Hypothesis / aims of study
Percutaneous button cystostomy (PBC) has been suggested as a valuable alternative for managing neurogenic bladder-sphincter dysfunction (NBSD) in children and adolescents who cannot tolerate or effectively utilize clean intermittent catheterization (CIC). In these patients PBC allows to avoid major surgery for continent diversion, as Mitrofanoff or Monti procedures - requiring extensive intrabdominal surgeries - offering a higher level of quality of life (QoL) compared to incontinent derivations.
Over time, we modified the original PBC technique described by Subramaniam et al., in order to improve procedural applicability and reduce the frequency of conversions to open surgery. This study evaluates the safety, feasibility, and effectiveness of this modified PBC approach in pediatric and adolescent populations.
Study design, materials and methods
We conducted a retrospective analysis of all patients undergoing modified PBC placement between 2020 and 2024. The main technique implementation consists of anchoring at first step the anterior bladder wall to the abdominal wall under endoscopic control to ensure bladder fixation and stability throughout the whole procedure. As second step, after bladder puncture with Seldinger technique, a guidewire is inserted in the bladder and, subsequently, extracted through the urethra. As third step, progressive bladder and abdominal wall dilation, as well as button insertion, are performed using the established guidewire pathway. Primary outcomes included the rate of conversion to open surgery, occurrence of complications, patient-reported tolerance, and effectiveness in achieving satisfactory bladder management. Descriptive statistics were applied to assess procedural outcomes and complication profiles.
Results
Fifty pediatric patients (32 males) with a median age of 7.9 years (IQR: 4.6–13.3 years) underwent modified PBC placement. Indications included spinal dysraphism (N=36), central neurological impairment (N=7), posterior urethral valves (PUV, N=4), severe bilateral vesicoureteral reflux (VUR, N=2), and epispadias (N=1). Five patients were under the age of one year. The procedure was completed successfully in all cases without intraoperative complications or conversion to open surgery, with a mean operative time of 45 ± 4.3 minutes.

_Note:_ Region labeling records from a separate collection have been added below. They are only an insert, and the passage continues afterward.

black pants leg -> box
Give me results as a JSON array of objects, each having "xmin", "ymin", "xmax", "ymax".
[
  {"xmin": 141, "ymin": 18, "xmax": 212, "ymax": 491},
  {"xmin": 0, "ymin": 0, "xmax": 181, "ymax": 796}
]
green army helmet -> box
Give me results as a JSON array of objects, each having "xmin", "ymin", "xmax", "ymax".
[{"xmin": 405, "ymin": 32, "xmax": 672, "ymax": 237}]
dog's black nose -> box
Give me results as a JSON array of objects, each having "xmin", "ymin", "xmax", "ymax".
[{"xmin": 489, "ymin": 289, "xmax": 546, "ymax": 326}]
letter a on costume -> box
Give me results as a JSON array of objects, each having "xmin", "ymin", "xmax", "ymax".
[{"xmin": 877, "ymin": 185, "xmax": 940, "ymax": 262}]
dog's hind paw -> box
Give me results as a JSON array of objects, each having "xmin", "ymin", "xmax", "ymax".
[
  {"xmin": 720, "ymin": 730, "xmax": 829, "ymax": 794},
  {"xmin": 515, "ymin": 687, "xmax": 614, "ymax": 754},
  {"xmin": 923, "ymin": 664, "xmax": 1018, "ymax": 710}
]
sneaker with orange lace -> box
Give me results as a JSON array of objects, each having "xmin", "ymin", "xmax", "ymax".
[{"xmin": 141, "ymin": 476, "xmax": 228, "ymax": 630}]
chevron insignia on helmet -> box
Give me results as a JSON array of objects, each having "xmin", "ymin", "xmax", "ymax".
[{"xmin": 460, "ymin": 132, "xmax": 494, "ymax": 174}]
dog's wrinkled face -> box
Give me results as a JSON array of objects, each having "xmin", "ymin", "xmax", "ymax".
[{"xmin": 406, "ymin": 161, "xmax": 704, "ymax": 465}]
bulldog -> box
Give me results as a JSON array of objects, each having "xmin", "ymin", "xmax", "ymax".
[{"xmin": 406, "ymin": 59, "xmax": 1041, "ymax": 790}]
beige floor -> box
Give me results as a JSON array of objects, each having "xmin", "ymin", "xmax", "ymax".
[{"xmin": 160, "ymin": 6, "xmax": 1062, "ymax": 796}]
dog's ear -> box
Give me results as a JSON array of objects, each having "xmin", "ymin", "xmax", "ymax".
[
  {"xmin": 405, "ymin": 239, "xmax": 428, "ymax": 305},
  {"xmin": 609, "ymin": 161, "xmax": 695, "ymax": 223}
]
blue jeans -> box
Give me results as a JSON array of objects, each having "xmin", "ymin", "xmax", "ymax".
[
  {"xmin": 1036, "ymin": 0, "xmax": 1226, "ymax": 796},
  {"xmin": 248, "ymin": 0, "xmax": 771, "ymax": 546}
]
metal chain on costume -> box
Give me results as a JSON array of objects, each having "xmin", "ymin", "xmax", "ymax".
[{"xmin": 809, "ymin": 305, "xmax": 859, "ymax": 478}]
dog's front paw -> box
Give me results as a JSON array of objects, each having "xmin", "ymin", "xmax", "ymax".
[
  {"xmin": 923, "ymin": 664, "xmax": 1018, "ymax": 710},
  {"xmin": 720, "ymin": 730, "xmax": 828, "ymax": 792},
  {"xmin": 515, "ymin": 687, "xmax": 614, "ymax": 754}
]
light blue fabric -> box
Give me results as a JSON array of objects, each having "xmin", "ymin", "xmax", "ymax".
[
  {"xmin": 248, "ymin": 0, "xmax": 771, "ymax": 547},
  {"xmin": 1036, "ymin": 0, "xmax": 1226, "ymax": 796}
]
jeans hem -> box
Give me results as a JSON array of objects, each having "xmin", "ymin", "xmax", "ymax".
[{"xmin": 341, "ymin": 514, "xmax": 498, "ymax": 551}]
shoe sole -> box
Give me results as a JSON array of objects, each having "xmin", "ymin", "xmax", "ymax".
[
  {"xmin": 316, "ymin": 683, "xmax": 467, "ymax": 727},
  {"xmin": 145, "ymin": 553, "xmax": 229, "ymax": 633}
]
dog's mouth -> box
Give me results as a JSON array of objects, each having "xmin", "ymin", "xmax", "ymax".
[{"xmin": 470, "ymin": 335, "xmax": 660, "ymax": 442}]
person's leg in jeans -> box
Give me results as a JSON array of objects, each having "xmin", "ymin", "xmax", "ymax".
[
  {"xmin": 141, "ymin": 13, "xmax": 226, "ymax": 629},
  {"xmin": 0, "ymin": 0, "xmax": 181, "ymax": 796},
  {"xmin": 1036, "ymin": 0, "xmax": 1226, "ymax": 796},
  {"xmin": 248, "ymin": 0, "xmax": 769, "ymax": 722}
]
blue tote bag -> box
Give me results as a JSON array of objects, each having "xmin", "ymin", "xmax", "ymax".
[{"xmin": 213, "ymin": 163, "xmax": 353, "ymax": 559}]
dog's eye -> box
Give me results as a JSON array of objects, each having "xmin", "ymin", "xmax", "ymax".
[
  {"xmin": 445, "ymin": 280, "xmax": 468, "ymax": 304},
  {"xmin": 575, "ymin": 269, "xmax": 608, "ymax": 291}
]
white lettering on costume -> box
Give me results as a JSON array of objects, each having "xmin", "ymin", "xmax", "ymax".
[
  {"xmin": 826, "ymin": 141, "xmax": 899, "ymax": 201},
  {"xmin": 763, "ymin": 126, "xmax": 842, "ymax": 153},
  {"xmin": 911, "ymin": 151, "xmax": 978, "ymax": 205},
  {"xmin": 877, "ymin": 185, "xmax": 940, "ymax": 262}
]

During a mean follow-up period of 22.9 ± 17 months, nine complications were recorded: six cases of non-febrile urinary tract infections, two instances of peristomal leakage, and one device dislocation. Importantly, no complications were reported in patients younger than one year. Overall, 46 out of 50 patients experienced satisfactory device tolerance and effective bladder management, while four patients required alternative management techniques (1 patient progressively accepted to perform self-administered CIC, while 3 patients accepted surgical continent derivation: 2 Mitrofanoff and 1 Monti).
Interpretation of results
The modified PBC technique demonstrated a favorable safety profile and high efficacy across a broad pediatric population, with no cases of conversion to open surgery or intraoperative complications. The majority of patients (46/50) reported successful bladder management with minimal complications, particularly among those aged under one year. These findings suggest that PBC is a reliable, minimally invasive option for pediatric bladder management across diverse underlying conditions. Furthermore, PBC seems useful to postpone major surgery in children and/or permit patients and caregivers to progressively accept CIC.